Human organotypic bioconstructs from organ-on-chip devices for human-predictive biological insights on drug candidates.

Introduction: Historically, drug development and marketing failures have been experienced by pharma organizations largely from insufficient human-predictability of biological data. Areas covered: Organs-on-chips (OOCs) are emerging, cutting edge microphysiology systems for in vitro production of microengineered three-dimensional, miniature organotypic constructs obtained by cultivating small amounts of human primary, or induced pluripotent stem, cells in native-like microhabitats. These preparations circumvent experimental limitations inherent to animal assays and two-dimensional monolayers, the mainstay core biological assays of traditional drug research.

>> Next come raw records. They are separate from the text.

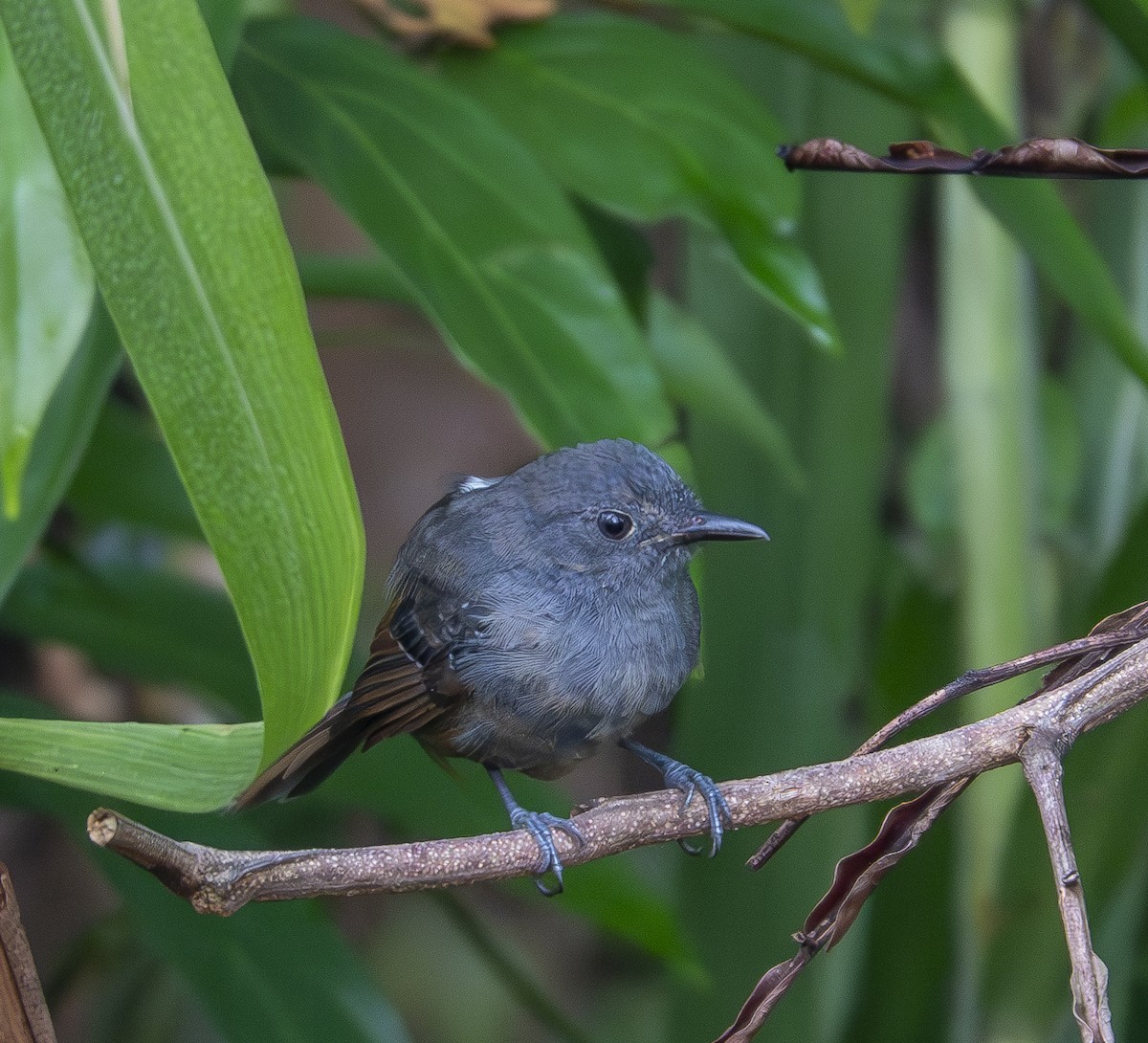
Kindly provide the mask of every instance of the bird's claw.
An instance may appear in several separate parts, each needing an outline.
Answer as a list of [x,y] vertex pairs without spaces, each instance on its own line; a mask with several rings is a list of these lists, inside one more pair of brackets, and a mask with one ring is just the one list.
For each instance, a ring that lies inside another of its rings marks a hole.
[[[510,822],[515,829],[525,829],[534,837],[542,855],[542,866],[534,876],[535,887],[548,898],[560,895],[563,891],[563,860],[558,857],[558,849],[554,845],[554,829],[561,829],[568,837],[581,848],[585,843],[582,830],[569,819],[559,818],[549,811],[527,811],[525,808],[517,808],[510,813]],[[552,874],[558,881],[556,887],[546,883],[546,874]]]
[[[689,809],[695,794],[701,794],[709,816],[709,857],[713,858],[721,849],[726,826],[732,827],[734,825],[734,816],[729,810],[729,804],[726,803],[726,798],[718,788],[718,783],[696,768],[677,763],[666,770],[664,778],[667,786],[673,786],[675,789],[682,790],[683,813]],[[704,845],[695,847],[688,840],[680,840],[677,843],[687,855],[700,855],[705,851]]]

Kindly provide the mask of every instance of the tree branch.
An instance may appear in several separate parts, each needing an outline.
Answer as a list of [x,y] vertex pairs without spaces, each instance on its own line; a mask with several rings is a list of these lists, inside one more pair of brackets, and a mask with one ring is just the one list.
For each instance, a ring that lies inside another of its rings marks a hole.
[[[831,808],[889,799],[1011,764],[1030,736],[1068,749],[1083,732],[1123,713],[1148,692],[1148,641],[1140,641],[1068,683],[985,720],[889,750],[726,782],[734,828],[800,818]],[[602,801],[577,813],[581,847],[563,833],[567,866],[644,844],[700,835],[706,811],[681,808],[675,790]],[[538,871],[528,833],[499,833],[374,848],[226,851],[171,840],[114,811],[98,810],[88,835],[154,873],[200,912],[227,915],[248,902],[320,895],[411,891]]]
[[1092,932],[1084,907],[1084,886],[1069,833],[1061,785],[1064,777],[1061,765],[1063,754],[1057,735],[1035,731],[1021,751],[1021,763],[1037,798],[1040,821],[1048,840],[1056,898],[1072,964],[1072,1014],[1080,1028],[1080,1038],[1083,1043],[1116,1043],[1108,1006],[1108,968],[1092,948]]

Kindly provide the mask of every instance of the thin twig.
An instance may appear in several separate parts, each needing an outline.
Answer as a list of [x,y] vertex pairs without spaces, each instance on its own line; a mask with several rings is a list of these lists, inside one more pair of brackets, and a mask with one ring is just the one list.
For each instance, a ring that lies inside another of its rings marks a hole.
[[0,863],[0,1040],[56,1043],[40,976],[16,904],[8,867]]
[[[1148,641],[1141,641],[1084,677],[985,720],[833,764],[726,782],[721,790],[735,828],[921,793],[1015,763],[1038,728],[1069,745],[1146,692]],[[700,802],[683,811],[681,794],[662,790],[604,801],[579,814],[577,824],[584,844],[561,833],[556,837],[567,866],[700,835],[707,817]],[[195,909],[222,915],[253,901],[422,890],[538,871],[537,847],[525,832],[377,848],[225,851],[174,841],[100,810],[88,819],[88,834],[148,868]]]
[[1084,1043],[1115,1043],[1112,1015],[1108,1007],[1108,968],[1092,948],[1088,914],[1084,906],[1084,886],[1077,868],[1069,833],[1064,790],[1061,785],[1064,747],[1061,736],[1037,729],[1021,750],[1024,778],[1040,809],[1040,821],[1048,841],[1048,853],[1056,880],[1056,898],[1064,924],[1069,959],[1072,964],[1072,1014]]
[[[1142,610],[1142,605],[1137,605],[1134,609],[1128,611],[1132,612]],[[1124,617],[1126,613],[1124,612],[1118,612],[1116,616],[1109,617],[1109,619],[1115,620],[1118,617]],[[1140,612],[1140,615],[1142,615],[1142,612]],[[1145,633],[1146,627],[1148,627],[1148,619],[1135,620],[1135,625],[1131,628],[1122,628],[1117,631],[1102,629],[1109,619],[1103,620],[1096,629],[1088,634],[1087,638],[1077,638],[1072,641],[1054,644],[1052,648],[1030,652],[1025,656],[1018,656],[1015,659],[1009,659],[1007,663],[1000,663],[995,666],[983,666],[977,670],[970,670],[962,673],[955,681],[949,681],[944,688],[938,688],[920,702],[914,703],[907,710],[898,713],[897,717],[889,721],[889,724],[881,727],[877,732],[870,735],[869,739],[862,742],[861,745],[853,751],[853,756],[856,757],[861,754],[871,754],[874,750],[879,750],[882,747],[886,745],[900,735],[906,728],[915,725],[920,720],[923,720],[941,706],[946,706],[955,700],[969,695],[972,692],[979,692],[980,689],[988,688],[992,685],[999,685],[1001,681],[1007,681],[1011,678],[1031,673],[1033,670],[1039,670],[1041,666],[1058,663],[1062,659],[1078,659],[1085,656],[1102,654],[1114,648],[1127,648],[1137,639],[1148,636],[1148,634]],[[1029,697],[1031,698],[1031,696]],[[746,862],[746,865],[751,870],[760,870],[765,866],[765,864],[789,842],[790,837],[792,837],[793,834],[801,828],[801,825],[807,821],[807,819],[808,816],[805,818],[791,818],[781,822],[766,839],[766,842],[758,849],[758,851]]]

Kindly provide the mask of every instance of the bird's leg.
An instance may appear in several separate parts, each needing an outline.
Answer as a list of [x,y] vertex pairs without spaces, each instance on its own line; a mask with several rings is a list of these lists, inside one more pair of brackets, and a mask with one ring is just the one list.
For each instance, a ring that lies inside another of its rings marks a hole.
[[[582,830],[569,819],[560,819],[557,814],[551,814],[549,811],[527,811],[514,799],[514,795],[510,791],[510,787],[503,778],[502,770],[491,767],[489,764],[484,765],[484,767],[490,774],[490,781],[495,783],[495,789],[498,790],[498,796],[503,798],[503,804],[506,805],[506,811],[510,813],[510,824],[515,829],[526,829],[534,837],[538,844],[538,850],[542,852],[542,868],[534,878],[535,886],[548,898],[553,895],[560,895],[563,891],[563,860],[558,857],[558,849],[554,847],[552,830],[561,829],[563,833],[577,841],[580,845],[585,843]],[[545,882],[544,878],[546,873],[554,874],[554,879],[558,881],[557,887],[550,887]]]
[[[726,803],[726,798],[721,795],[718,783],[708,775],[703,775],[701,772],[682,764],[681,760],[675,760],[673,757],[667,757],[665,754],[651,750],[650,747],[642,745],[641,742],[635,742],[633,739],[619,739],[618,744],[623,750],[637,754],[646,764],[658,768],[661,772],[661,777],[666,780],[667,786],[673,786],[675,789],[682,790],[685,795],[685,799],[682,802],[682,811],[685,811],[690,806],[690,801],[693,799],[695,793],[701,794],[706,802],[706,809],[709,812],[709,857],[713,858],[718,853],[718,849],[721,848],[724,827],[734,825],[734,818],[729,812],[729,804]],[[700,855],[703,851],[701,848],[695,848],[685,841],[678,841],[678,843],[690,855]]]

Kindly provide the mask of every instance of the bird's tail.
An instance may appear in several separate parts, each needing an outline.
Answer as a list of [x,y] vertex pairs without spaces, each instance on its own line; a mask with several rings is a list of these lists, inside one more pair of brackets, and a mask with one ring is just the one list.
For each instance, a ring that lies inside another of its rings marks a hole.
[[351,695],[339,700],[298,742],[267,765],[227,810],[302,796],[323,782],[371,731],[371,721],[350,705]]

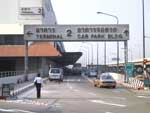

This report reviews the fundamental tenets, key components (chip plate, biomaterials, cell differentiation approaches, and monitoring sensors) and issues concerning OOC systems (engineered top-down and bottom-up strategies for tissue/organ assembly, public aids to OOC development, regulatory validation, advantages, limitations, prospective and perspective of OOCs, ethics). Examples of OOC platforms (cancer-, lung-, blood-brain barrier-, heart-, intestine-, kidney-, liver-, pharmacokinetics-, placenta and vessel-on-chip) and their importance for drug research and development are presented. Expert opinion: OOC device-generated bioconstructs hold great promise as experimental human tissue and organ platforms for generating human-pertinent knowledge on drug candidates for clinical assessment and reducing reliance on animal models. MPS technologies currently enable ready-to-assemble tissue patches and, hopefully, in coming decades, full-size, patient-personalized organs for regenerative medical interventions.